The number of supertankers sailing toward China’s ports surged to a nine-month high amid speculation an oil-price slump is encouraging the world’s second-biggest crude importer to accelerate purchases.
There are 80 very large crude carriers, the industry’s biggest ships, sailing toward the Asian country’s ports, according to IHS Fairplay vessel-tracking signals compiled by Bloomberg at about 10 a.m. today. That’s the highest since Jan. 3. Average shipments are 2 million barrels.
Brent crude, the global benchmark, plunged to a four-year low yesterday amid speculation Saudi Arabia, Kuwait and other nations in the Organization of Petroleum Exporting Countries won’t curb production. The slump is likely encouraging buying to fill China’s strategic stocks, according to Energy Aspects Ltd., a London-based consultant.
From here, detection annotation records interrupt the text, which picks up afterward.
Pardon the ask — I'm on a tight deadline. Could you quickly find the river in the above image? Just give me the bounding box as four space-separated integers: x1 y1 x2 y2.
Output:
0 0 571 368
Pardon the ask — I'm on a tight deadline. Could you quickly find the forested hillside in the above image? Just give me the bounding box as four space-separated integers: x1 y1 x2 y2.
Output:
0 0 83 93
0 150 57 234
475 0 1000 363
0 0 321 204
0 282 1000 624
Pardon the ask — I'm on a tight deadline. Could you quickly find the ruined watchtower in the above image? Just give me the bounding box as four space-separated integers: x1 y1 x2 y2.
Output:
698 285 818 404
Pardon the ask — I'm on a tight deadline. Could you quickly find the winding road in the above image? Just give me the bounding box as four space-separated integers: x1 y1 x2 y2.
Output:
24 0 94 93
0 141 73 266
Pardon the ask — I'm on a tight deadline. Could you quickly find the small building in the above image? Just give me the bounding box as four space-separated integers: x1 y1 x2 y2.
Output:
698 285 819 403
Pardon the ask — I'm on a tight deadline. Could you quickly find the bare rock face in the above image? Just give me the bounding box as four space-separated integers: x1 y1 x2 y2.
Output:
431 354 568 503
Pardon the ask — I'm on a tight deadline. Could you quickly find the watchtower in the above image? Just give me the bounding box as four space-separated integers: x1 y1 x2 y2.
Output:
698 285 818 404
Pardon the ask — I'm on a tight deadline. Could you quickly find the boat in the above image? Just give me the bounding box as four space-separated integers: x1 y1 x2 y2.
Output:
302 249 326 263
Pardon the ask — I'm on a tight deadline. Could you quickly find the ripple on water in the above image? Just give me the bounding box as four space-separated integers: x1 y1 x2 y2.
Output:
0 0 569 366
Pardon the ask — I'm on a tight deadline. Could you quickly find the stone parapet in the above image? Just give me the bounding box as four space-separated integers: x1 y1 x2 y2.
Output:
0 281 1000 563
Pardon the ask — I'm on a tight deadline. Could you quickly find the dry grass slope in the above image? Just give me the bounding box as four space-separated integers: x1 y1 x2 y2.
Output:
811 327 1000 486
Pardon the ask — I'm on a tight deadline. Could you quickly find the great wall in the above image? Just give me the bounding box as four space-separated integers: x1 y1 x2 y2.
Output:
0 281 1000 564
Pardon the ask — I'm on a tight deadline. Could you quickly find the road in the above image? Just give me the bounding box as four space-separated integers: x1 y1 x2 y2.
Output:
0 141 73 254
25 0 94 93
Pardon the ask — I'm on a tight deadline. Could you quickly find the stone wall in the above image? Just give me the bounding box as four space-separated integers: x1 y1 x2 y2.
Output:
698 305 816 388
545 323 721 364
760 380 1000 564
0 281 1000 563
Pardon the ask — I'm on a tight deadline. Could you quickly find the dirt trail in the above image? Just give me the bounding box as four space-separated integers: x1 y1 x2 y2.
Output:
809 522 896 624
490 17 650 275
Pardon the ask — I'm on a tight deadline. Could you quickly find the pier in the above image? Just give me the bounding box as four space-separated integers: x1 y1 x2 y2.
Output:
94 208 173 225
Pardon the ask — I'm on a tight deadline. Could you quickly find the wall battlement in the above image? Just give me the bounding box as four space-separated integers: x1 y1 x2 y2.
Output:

“There’s a lot of bargain hunting going on,” Richard Mallinson, an analyst at Energy Aspects, said by phone. “Whilst prices are low we think there’ll be buying for Strategic Petroleum Reserve filling and also just trying to capture these discounted crudes.”
Brent crude pared its slump today after Goldman Sachs Group Inc. said there was no glut of oil and that prices have plunged too far. December contracts gained 0.7 percent $86.42 a barrel in London at 1:28 p.m. today. WTI, the U.S. benchmark, was up 1 percent at $83.53.